The bike has a light patina and some rust on the wheels. The tires are old but work fine. This beautiful bike is listed for $1500.

5- Raleigh Rodeo From 1967 – $1400

Raleigh Rodeo From 1967

This Raleigh Rodeo is a true vintage bike from 1967 or 1968. All parts are original and in great shape for their age. The beige color is also very unique. The seller mentioned that the bike originally came from an estate sale.

The seat cushion is original and in good condition. The handlebars are the classic wide style and equipped with a sport-shift 3-speed Sturmey Archer. There is some discoloration in the paint and a few nicks, but overall this bike is in great condition. It sold for $1400.

6- Raleigh Competition GS – $500

Raleigh Competition GS

This Raleigh Competition GS is a 1979 model. It’s 100% original and new; the seller claims it’s never been used. All parts are original, including the tires and brake pads. Even the handlebars have the original 70s rubber grip.

It’s equipped with Weinmann rims made in Belgium, a Brooks Professional saddle, and Reynolds’s 541 tubes. The only downside is that it’s missing a small piece towards the rear, and there are some gnat bites on the top tube. But even so, this bike sold for $500.

7- Raleigh Vintage Folding Bike – $600

Raleigh Vintage Folding Bike

This is one of the famous folding bikes from Raleigh. It’s a 1981 model in carmine red, and it’s from Japan. The seller claims it’s in mint condition, and it’s been in storage for 40 years. It comes with the original box. The bike is equipped with a Super Record 10-speed.

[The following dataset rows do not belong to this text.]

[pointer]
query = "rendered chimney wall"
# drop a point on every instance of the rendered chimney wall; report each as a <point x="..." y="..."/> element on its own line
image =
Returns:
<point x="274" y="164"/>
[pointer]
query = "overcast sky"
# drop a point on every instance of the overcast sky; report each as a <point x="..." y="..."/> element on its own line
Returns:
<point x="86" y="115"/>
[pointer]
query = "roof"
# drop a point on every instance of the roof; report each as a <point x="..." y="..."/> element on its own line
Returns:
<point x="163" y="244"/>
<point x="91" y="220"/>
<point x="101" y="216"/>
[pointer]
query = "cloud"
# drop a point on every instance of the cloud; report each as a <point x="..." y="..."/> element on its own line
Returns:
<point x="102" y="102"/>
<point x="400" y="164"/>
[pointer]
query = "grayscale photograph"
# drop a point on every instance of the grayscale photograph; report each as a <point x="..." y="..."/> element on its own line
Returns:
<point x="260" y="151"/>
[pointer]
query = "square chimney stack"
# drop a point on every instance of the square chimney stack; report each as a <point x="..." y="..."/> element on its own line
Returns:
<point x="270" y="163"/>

This bike is very rare, and it sold for $600.

8- Raleigh Technium Vintage Road Bike – $436

Raleigh Technium Vintage Road Bike

This Raleigh Technium is a classic vintage road bike from 1986. It’s made of thermal-bonded steel and aluminum, which was Raleigh’s latest technology at the time. The bike is equipped with a Sakae SA crank-set, down tube shifters, Shimano light action derailleurs, and side pull Weinmann brake calipers.

It also has drop bar handlebars, clincher tires, a bottle cage, and reflectors. This bike is in great condition, and it sold for $436.


Raleigh has been making iconic bikes for over a century. For some, Raleigh bikes bring nostalgic childhood memories, while others appreciate the classic design and craftsmanship.

Either way, if you’re lucky enough to find a vintage Raleigh, you could be in for a real treat. These bikes are not only great collector items, but they’re also great to ride. So whether you’re looking for a vintage piece or just want to feel like a kid again on your commute to work, vintage Raleigh bikes are definitely worth checking out.